On peut dire bien des choses du suicidé philosophique, mais certainement pas que ses œuvres se ressentent de la manière suave du Giorgion ; surtout pas son œuvre maîtresse, l'homicide de soi-même.
 
(Fernand Delaunay, Glomérules)

Un veinard

 

Heureux Job, qui n'avais pas besoin de montrer ton fiacre pour gagner ta vie, comme l'antiphysique de Charles Aznavour !
 
(Fernand Delaunay, Glomérules)

Sublimité porcine

 

Dans ses meilleurs moments, la vie atteint à une sorte de sublimité porcine qui n'est pas sans rappeler le masque mortuaire de Martin Luther.
 
(Fernand Delaunay, Glomérules)

vendredi 19 décembre 2025

Sans surprise

 

En début de soirée, nous avons le choix entre premièrement : regarder le journal télévisé ; deuxièmement : lire un livre ; troisièmement : contempler, devant la maison, l'étang tout brillant de la lumière flavescente du crépuscule, et caresser pour la millionième fois la pensée de nous détruire. — Nous choisissons la troisième solution.
 
(Fernand Delaunay, Glomérules)

Souffrance

 

Les chrétiens pensent que la souffrance a une signification, qu'elle vous rachète. Du moins le pensent-ils jusqu'au moment où ils attrapent un panaris.
 
(Fernand Delaunay, Glomérules)

Empêcheurs d'inexister en rond

 

Le non-être est un état parfait.
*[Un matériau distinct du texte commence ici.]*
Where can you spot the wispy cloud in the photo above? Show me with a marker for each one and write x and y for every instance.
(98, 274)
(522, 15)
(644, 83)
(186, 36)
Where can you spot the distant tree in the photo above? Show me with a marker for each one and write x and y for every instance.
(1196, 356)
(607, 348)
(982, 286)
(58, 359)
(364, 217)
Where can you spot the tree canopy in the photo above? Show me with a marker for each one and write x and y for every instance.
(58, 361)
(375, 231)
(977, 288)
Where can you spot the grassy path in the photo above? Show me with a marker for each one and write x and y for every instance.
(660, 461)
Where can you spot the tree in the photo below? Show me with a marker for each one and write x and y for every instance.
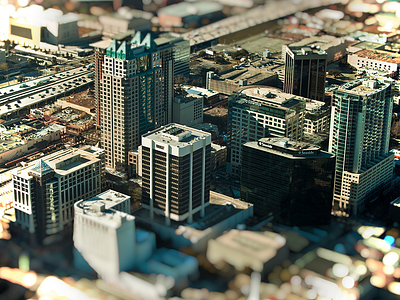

Et l'on comprend que celui qui en jouit n'en sorte que contraint et forcé, en maudissant ses géniteurs, l'obstétricien flamand Jean Palfyn et le philosophe Michel Serres (ce dernier uniquement par acquit de conscience et pour faire bonne mesure).
 
(Fernand Delaunay, Glomérules)

L'étrangleur de l'Odéon

 

Le négateur Émile Cioran avait une vision si précise de l'avenir que s'il avait eu des enfants, il les eût étranglés sur l'heure avec une corde à linge.
 
(Fernand Delaunay, Glomérules)

jeudi 18 décembre 2025

Morsure quotidienne

 

Rivarol dit que le temps efface le souvenir des malheurs, jamais celui des fautes. C'est vrai en général, et ça l'est aussi pour la faute suprême : celle d'exister. Le remords d'être au monde ne nous poigne-t-il pas chaque jour plus cruel, à mesure que la vie s'écoule ?
 
(Fernand Delaunay, Glomérules)

Eudémonologie

 

Pour ne pas être tenaillé plus tard par la nostalgie, il faudrait faire de sa vie un désastre de tous les instants. Mais ce n'est pas une solution parfaite, car le vieux désastreux aura tout de même la nostalgie du jeune désastreux qu'un jour il fut.
 
(Fernand Delaunay, Glomérules)

Flop de la mort

 

La mort est la plus excellente des farces, mais celui qu'elle devrait désopiler ne rit pas car — c'est très étrange ! — ses muscles zygomatiques ne répondent plus.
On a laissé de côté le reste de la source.